Indonesia accused of putting profit ahead of the environment with new bill
Indonesia’s plans to relax environmental rules to encourage investment have drawn criticism from activists who say the government is putting profit ahead of protecting the archipelago’s rich natural surroundings.
The “Job Creation” bill, submitted to parliament on Wednesday, aims to open up industries and includes proposals to relax the need for companies to conduct environmental studies and eases rules on coal mining.
It is one of President Joko Widodo’s so-called “omnibus laws”, which aim to change scores of existing laws to cut red tape and attract investment into Southeast Asia’s largest economy.
Types of businesses that require an environmental study, known as an AMDAL, will no longer be specified and subject to separate, lower level regulation.
Currently, companies that exploit natural resources must conduct an AMDAL, which is intended to assess the impact of the investment on the environment and local community.
The new bill also removes all mention of AMDAL requirements in the 2014 Plantation law. Plantations, particularly for palm oil cultivation, are often blamed for causing deforestation in Indonesia, the world’s biggest palm oil producer.
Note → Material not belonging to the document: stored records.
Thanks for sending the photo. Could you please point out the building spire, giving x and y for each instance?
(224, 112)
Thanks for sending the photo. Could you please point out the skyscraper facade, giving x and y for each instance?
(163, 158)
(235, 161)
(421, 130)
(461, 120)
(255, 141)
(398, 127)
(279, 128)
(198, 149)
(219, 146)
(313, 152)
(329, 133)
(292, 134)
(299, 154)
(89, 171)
Business groups have backed the new law but Greenpeace’s forest campaigner Asep Komarudin said it could mean companies might now not take into account an investment’s “environmental, social and health complexities at the site level”.
“This can lead to the accumulation of unmanaged impacts and even ecological disasters,” Komarudin said, citing last year’s forest fires in Borneo and Sumatra, floods in Jakarta in January and drought in the southeastern part of the country.
As part of the bill, the government is also seeking to remove an existing rule allowing residents who may be affected by an investment to object during an AMDAL process.
Defending the bill, President Widodo said in an interview with BBC Indonesia this week that he cared about the environment, but “we are prioritising things related to the economy because the people need jobs.”
Around two million people enter the job market every year in the country of more than 260 million people.
The head of the Jakarta legal aid foundation said the new bill focused on chasing profitability rather than ensuring respect for the law, human rights and sustainable practices.
“Permit applications from big business players are being prioritised,” Asfinawati, who uses one name, said by text message.
The bill relaxes rules on coal mining, including the removal of a 15,000-hectare (37,000 acres) limit for holders of special mining licences and incentives for miners investing in coal processing such as gassification.
Indonesia is the world’s biggest thermal coal exporter and the fuel accounts for around 60 percent of its energy mix, despite targets to use more renewables.
“The rest of the world seems to be talking about nothing but climate change and reducing carbon emissions. And here we are rolling out the red carpet for coal mining under the omnibus law,” said a former cabinet minister, who declined to be named.